Il ne semble pas, du moins selon le discours prononcé par le ministre de l'éducation Jacques-Yvan Morion à l'occassion de l'ouverture de la défense des crédits de l'éducation à la Commission parlementaire de l'éducation, que des changements profonds seront imprimés dans un proche avenir par le nouveau gouvernement. En effet, le ministère de l'éducation malgré les promesses électorales ne fera que continuer «à ajuster les critères de calcul des prêts et des bourses aux étudiants en vue de maintenir le niveau actuel d'accessibilité aux études» (1). Une seule lueur d'espoir demeure à travers le savant langage du ministre de l'éducation et c'est sa récente déclaration au correspondante du Québec Etudiant qui l'interrogeait sur la réalisation de la gratuité scolaire au Québec, ce à quoi Monsieur Morin a répondu «qu'il nous reste très peu à franchir sur le chemin de la gratuité complète et je pense que d'ici quelques années cette étape sera franchie». Ne croirait-on pas entendre Jean Lesage, ancien premier ministre du Québec, qui promettait aux débuts des années 1960 la gratuité scolaire pour 1972. Naturellement, son gouvernement avait demandé qu'on lui donne le temps de la réaliser!

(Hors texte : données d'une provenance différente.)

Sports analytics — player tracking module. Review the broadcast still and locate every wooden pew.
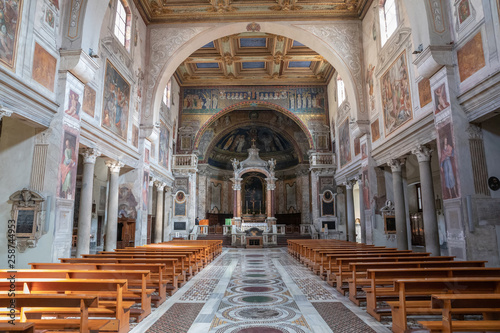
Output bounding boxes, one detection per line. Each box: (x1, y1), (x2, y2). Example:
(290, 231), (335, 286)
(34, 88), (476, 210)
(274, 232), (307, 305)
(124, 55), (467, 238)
(418, 294), (500, 333)
(0, 279), (134, 333)
(0, 269), (155, 322)
(29, 263), (170, 307)
(388, 277), (500, 333)
(0, 293), (99, 333)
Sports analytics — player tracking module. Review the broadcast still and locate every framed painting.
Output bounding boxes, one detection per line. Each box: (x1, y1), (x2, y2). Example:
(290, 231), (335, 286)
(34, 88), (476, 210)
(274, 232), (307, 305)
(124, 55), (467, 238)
(380, 51), (413, 135)
(101, 60), (130, 140)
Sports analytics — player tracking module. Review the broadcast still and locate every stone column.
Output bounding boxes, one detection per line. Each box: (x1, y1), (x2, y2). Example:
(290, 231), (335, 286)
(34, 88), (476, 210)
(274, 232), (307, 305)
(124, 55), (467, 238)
(344, 179), (356, 242)
(152, 181), (166, 243)
(104, 161), (123, 251)
(357, 174), (366, 244)
(76, 149), (101, 258)
(388, 159), (408, 250)
(412, 145), (441, 256)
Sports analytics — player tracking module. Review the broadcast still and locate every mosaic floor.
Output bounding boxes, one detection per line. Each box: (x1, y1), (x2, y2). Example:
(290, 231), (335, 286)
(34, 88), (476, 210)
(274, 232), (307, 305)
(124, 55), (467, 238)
(130, 248), (390, 333)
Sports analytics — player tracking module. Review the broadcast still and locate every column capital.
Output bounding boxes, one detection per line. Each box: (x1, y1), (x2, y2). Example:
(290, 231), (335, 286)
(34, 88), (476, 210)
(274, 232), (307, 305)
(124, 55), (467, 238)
(80, 148), (101, 164)
(411, 145), (433, 163)
(106, 161), (125, 173)
(387, 158), (405, 172)
(343, 177), (357, 190)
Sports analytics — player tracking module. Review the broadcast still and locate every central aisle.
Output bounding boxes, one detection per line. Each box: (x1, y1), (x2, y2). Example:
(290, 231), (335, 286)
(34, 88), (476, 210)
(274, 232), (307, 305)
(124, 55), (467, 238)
(131, 248), (389, 333)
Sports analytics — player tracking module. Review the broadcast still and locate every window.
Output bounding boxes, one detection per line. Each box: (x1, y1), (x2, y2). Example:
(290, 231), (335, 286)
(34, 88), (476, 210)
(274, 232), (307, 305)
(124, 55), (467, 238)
(163, 79), (172, 108)
(379, 0), (398, 46)
(115, 0), (132, 51)
(337, 76), (346, 106)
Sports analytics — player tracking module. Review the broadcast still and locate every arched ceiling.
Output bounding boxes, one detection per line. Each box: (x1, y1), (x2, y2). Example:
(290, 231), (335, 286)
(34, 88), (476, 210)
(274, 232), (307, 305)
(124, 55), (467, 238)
(175, 32), (334, 86)
(134, 0), (372, 23)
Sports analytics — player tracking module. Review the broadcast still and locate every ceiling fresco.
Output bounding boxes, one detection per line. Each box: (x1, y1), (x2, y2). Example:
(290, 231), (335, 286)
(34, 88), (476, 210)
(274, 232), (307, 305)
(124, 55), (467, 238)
(134, 0), (372, 23)
(175, 32), (335, 86)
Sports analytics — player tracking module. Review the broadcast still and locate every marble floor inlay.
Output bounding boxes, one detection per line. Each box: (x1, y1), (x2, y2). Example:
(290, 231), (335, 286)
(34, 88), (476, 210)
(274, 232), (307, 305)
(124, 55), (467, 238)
(130, 248), (390, 333)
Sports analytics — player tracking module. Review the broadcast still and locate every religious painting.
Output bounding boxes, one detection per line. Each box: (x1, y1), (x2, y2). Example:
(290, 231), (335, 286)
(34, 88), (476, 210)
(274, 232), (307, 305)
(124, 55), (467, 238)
(118, 183), (138, 219)
(370, 118), (380, 142)
(339, 118), (351, 167)
(64, 90), (80, 120)
(82, 85), (96, 118)
(380, 51), (413, 135)
(434, 82), (450, 114)
(132, 125), (139, 148)
(58, 128), (78, 200)
(457, 32), (486, 82)
(142, 170), (149, 211)
(437, 121), (460, 200)
(158, 122), (170, 169)
(0, 0), (23, 70)
(418, 78), (432, 108)
(458, 0), (470, 24)
(354, 138), (361, 156)
(102, 60), (130, 140)
(32, 43), (57, 92)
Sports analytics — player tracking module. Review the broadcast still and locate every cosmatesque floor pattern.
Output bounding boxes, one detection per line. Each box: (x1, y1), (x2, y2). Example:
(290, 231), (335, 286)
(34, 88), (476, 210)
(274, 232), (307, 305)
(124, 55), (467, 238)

Pourquoi la gratuité scolaire?

Dès son entrée au pouvoir au début des années '60, le gouvernement libéral de Jean Lesage entama les premières grandes transformations de notre système d'enseignement, dont le contrôle était demeuré sous le clergé catholique depuis déjà 1875 ; enfin la population du Québec allait avoir la possibilité de s'épanouir et surtout de rattraper le lourd retard qu'elle avait à l'époque sur les autres parties du Canada dont l'Ontario. Les premières années de cette décennie furent sûrement un vent frais pour chasser les relents du duplessisme. C'est ainsi que comme le dit M. David Munroe en 1975 à l'intention de l'UNESCO «des dix provinces du Canada, c'est le Québec qui a introduit, au cours des années soixante, les réformes les plus étendues dans son enseignement». (2 ) Ces réformes, c'est d'abord le rapport de la Commission Parent qui les ont orientées ; elles visaient avant tout l'extension et l'accessibilité à l'école ainsi que l'introduction d'un enseignement polyvalent permettant à la fois l'entrée d'un plus grand nombre d'étudiants aux études supérieures (formation générale et scientifique plus poussée) et l'entrée rapide sur le marché du travail d'une main-d'oeuvre qualifiée (enseignement professionnel au post-secondaire comprenant l'enseignement des techniques). Et comme le disait M. Hervé Fuyet du Conseil Exécutif du Mouvement pour une école démocratique à l'ouverture du premier colloque de cet organisme, «La réforme scolaire amorcée lors de ce qu'on a appelé la Révolution tranquille se présentait alors essentiellement comme un effort de démocratisation de l'école et de l'enseignement. Il nous apparait évident aujourd'hui que cet objectif n'a pas été atteint de façon satisfaisante. Il nous semble, cependant, que certains progrès ont été réalisés dans le sens de la démocratisation. Ainsi, en dix ans, la scolarisation a progressé de 76.3% au niveau collégial et de 77% au niveau universitaire. Les niveaux d'enseignement élémentaire et secondaire rejoignent la quasi totalité de la population éligible.» (3)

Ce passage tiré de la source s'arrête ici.